Un époux et père ayant perdu la mémoire à qui elle rend visite tous les jours parce que, contrairement aux hommes à qui il arrive « d’abandonner leurs femmes », une épouse, selon elle, ne laisse pas tomber celui avec qui elle est liée depuis plus de soixante ans…
Retour impossible au pays, donc, et ces mots qui laissent songeurs. « Nous devons vivre sur la terre des Français. Que Dieu nous pardonne. » Quand elle est intériorisée, la sensation d’altérité est toujours plus forte que la satisfaction d’avoir pu construire quelque chose. Pour les enfants nés en France, la question de l’appartenance ne devrait pas se poser, mais pour leurs parents venus d’ailleurs, c’est une autre affaire. C’est ce qu’a d’ailleurs relevé Nadir Dendoune lors d’un débat après la projection de ce documentaire dans une salle du musée de l’immigration, affreux bâtiment (opinion subjective) dans le pur style Art déco construit, on ne cessera jamais de relever l’ironie de la chose, pour l’exposition coloniale de 1931.
Pour celles et ceux qui connaissent Dendoune et ses provocations sur les réseaux sociaux (il n’y a pas que ça, il y aussi de courageuses prises de positions et des engagements en faveur notamment de la Palestine), il y a un certain plaisir à entendre quelques saillies ironiques de la part de sa maman. Des yeux rieurs, un sourire espiègle et des « tu comprends ce que je viens de dire ? » Le fils se sent alors obligé d’affirmer qu’il comprend le kabyle.

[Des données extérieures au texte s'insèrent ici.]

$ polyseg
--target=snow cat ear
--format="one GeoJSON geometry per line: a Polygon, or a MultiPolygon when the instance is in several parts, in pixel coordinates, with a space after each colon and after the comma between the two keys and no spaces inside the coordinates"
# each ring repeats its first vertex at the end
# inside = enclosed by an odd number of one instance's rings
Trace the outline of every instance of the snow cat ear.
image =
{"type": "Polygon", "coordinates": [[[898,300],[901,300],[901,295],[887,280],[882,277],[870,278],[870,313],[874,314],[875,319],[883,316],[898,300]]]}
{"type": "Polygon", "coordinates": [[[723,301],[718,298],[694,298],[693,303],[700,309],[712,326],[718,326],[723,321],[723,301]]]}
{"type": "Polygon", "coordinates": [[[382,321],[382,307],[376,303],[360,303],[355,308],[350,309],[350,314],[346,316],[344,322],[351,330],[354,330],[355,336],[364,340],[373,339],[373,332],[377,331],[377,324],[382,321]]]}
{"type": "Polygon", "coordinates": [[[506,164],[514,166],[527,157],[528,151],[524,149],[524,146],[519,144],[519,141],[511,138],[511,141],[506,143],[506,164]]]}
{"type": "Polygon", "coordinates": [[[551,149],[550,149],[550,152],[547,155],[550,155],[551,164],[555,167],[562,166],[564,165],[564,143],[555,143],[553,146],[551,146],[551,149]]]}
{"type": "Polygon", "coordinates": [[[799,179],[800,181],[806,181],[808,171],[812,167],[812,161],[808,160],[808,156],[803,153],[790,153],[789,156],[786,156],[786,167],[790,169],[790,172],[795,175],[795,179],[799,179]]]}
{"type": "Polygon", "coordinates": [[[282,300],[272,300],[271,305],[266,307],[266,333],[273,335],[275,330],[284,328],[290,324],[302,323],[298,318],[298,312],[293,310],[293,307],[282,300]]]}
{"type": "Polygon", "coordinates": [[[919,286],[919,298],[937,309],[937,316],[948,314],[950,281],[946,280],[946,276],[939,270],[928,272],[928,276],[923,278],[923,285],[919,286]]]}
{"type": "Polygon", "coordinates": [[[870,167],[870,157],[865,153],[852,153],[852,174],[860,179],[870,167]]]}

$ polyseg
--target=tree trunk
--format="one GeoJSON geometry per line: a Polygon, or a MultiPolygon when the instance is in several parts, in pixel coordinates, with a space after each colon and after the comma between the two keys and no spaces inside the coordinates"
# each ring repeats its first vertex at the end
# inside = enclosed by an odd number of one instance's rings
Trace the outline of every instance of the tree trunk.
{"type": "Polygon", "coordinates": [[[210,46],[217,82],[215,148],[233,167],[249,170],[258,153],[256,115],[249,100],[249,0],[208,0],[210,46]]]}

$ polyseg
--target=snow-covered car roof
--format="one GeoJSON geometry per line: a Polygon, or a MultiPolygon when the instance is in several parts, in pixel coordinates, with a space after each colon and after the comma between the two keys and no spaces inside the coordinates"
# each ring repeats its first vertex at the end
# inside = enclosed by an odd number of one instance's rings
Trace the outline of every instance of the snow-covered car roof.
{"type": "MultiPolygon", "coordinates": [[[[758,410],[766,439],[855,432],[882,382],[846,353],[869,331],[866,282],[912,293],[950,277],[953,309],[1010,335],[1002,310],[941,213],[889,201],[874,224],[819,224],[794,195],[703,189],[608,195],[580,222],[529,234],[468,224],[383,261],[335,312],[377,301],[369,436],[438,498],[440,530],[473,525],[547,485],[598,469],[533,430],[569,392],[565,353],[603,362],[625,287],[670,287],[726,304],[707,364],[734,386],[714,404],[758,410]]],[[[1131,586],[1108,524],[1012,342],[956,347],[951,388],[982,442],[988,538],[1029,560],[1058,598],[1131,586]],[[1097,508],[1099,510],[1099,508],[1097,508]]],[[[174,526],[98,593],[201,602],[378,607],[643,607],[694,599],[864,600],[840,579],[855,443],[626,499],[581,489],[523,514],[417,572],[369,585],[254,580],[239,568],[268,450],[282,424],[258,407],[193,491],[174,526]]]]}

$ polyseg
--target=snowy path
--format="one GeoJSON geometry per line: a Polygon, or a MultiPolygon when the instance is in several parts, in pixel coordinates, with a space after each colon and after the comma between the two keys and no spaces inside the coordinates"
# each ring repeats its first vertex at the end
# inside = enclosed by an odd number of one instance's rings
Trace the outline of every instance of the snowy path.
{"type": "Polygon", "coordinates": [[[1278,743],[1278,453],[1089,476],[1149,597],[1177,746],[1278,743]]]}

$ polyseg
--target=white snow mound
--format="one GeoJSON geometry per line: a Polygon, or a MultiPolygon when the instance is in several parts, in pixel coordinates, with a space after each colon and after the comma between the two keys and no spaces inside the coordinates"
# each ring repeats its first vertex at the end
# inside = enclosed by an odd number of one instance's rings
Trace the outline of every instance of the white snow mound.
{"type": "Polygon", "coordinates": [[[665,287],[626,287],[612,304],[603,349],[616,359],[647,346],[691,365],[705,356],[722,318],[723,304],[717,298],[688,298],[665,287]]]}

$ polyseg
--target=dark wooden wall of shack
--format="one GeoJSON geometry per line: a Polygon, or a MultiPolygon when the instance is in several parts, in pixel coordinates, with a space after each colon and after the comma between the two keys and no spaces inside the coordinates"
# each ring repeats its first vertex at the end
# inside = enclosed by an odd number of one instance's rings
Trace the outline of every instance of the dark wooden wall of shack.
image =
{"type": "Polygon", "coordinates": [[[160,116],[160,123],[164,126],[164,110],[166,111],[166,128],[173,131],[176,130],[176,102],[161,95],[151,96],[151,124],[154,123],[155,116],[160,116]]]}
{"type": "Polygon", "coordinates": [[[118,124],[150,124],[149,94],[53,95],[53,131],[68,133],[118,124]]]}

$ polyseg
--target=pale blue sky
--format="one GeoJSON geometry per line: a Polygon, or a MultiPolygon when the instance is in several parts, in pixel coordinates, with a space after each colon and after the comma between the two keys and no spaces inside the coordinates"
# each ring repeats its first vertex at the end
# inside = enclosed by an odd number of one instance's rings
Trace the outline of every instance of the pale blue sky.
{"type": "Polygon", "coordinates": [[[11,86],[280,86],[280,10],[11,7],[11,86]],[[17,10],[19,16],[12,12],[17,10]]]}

Affirmation qui, allez savoir pourquoi, provoque quelques rires dans la salle... On aime aussi l’origine du titre du documentaire. Cela concerne l’Australie et les figues de barbarie, fruit incontournable dans l’imaginaire algérien, notamment kabyle, mais on n’en dira pas plus.
Si vous en avez l’occasion, prenez une heure et écoutez cette vieille dame parler. Car, finalement, c’est aussi une histoire de solitude que nous montre Nadir Dendoune. Une histoire de daronne, non, plutôt de chibaniya, un mot que l’on aimerait voir aussi connu que chibani, son masculin désormais entré dans le langage courant.